The subtext is about the pipeline from wealth to power: campaign finance, lobbying armies, think-tank ecosystems, revolving-door appointments, friendly media ownership, even the quieter power to set the agenda by funding what gets researched, litigated, or legislated. Reich is arguing that democracy doesn’t just get threatened at the ballot box; it gets softened upstream, where policy options are pre-filtered by those who can afford access.
“Liberals” functions here as a rhetorical anchor, not a tribal shout. It signals a tradition: the New Deal lineage that treats government as the counterweight to private concentration.

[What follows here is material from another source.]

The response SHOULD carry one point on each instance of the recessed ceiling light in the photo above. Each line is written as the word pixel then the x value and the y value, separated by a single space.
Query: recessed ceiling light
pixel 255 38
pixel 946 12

Coming from an economist and former Labor Secretary, the context isn’t campus rhetoric; it’s a diagnosis born of watching deregulation, weakened unions, and tax policy reshape bargaining power since the late 20th century. Reich’s intent is to shift the debate from envy to engineering: if you care about democratic outcomes, you can’t ignore the input conditions. The punch is that inequality isn’t only an economic metric; it’s a constitutional stress test.
The subtext is about the pipeline from wealth to power: campaign finance, lobbying armies, think-tank ecosystems, revolving-door appointments, friendly media ownership, even the quieter power to set the agenda by funding what gets researched, litigated, or legislated. Reich is arguing that democracy doesn’t just get threatened at the ballot box; it gets softened upstream, where policy options are pre-filtered by those who can afford access.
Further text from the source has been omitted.